Thursday, 02 April 2020 | PNS | New Delhi/Srinagar

27 feet, not 6 feet, social distancing needed: Study’

A new study shows that current physical distancing guidelines provided by the World Health Organisation (WHO) and by the US Centers for Disease Control and Prevention (CDC) may not safeguard you against coronavirus infection. A research, published in the Journal of the American Medical Association warned that the gas cloud from a cough or sneeze may help virus particles travel up to 8 metres.

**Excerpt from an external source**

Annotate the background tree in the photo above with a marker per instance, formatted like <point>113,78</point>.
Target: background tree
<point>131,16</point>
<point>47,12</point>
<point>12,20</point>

The existing guidelines issued by the WHO and CDC are based on outdated models from the 1930s of how gas clouds from a cough, sneeze, or exhalation spread. Study author, MIT associate professor Lydia Bourouiba, however, thinks otherwise as she says that exhalations cause gaseous clouds to travel up to 27 feet (8.2 metres).

The Centers for Disease Control and Prevention, a specialised US health agency, and the World Health Organization (WHO) has called for six and three feet (0.9 m and 1.8 m) of space for maintaining social distancing to keep at a bay the droplets of coronavirus causing deadly Covid-19.

In a Journal of the American Medical Association article published last week, Lydia said peak exhalation speeds can reach 33 to 100 feet per second (36 km/h and 110 km/h) and "currently used surgical and N95 masks are not tested for these potential characteristics of respiratory emissions.”

Lydia was doing research on dynamics of exhalations (coughs and sneezes, for instance) for years at the Fluid Dynamics of Disease Transmission Laboratory.

Her research could have implications for the global COVID-19 pandemic, though measures called for “there’s an urgency in revising the guidelines currently being given by the WHO and the CDC on the needs for protective equipment, particularly for the frontline health care workers,” A Lydia told US TODAY.

WHO's advisory suggests that "droplets can travel only short distances through the air and either land on people or land on surfaces that people later touch." This is the basis for the hygiene protocol that urges people "to wash hands frequently and not touch the face, because that could bring the virus into contact with the nose or mouth."

Lydia's research, however, calls for better measures to protect health care workers and, potentially, more distance from infected people who are coughing or sneezing. She said current guidelines are based on "large droplets" as the method of transmission for the virus and the idea that those large droplets can only go a certain distance.

Dr. Paul Pottinger, an infectious disease professor at the University of Washington School of Medicine, said questions remain about the distances at which the virus is effective.

"For me, the question is not how far the germs can travel, but how far can they travel before they're no longer a threat. The smaller the germ particles, the lower the risk that they might infect somebody who would breathe them in or get them stuck in their nose or their mouth," Pottinger told US TODAY.

WHO referred to a recent scientific brief on the methods of transmission, which recommended "droplet and contact precautions for those people caring for COVID-19 patients."

Bourouiba said she wants to see recommendations made based on current science not "policies based on supply, for example, because we don't have enough PPE (personal protective equipment)."

"Although there remains a lot of questions to be addressed about how much virus is at a given distance or not, we have no answer one way or another at this time," she said. "Therefore, the precautionary principle should drive the policies to state that we should have high-grade respirators used for healthcare workers."

"Once that's decided, that's the thrust that's needed to now mobilise most effectively the kind of tremendous high production level that is possible to reach in a great country like the United States. This thrust is not happening," she added.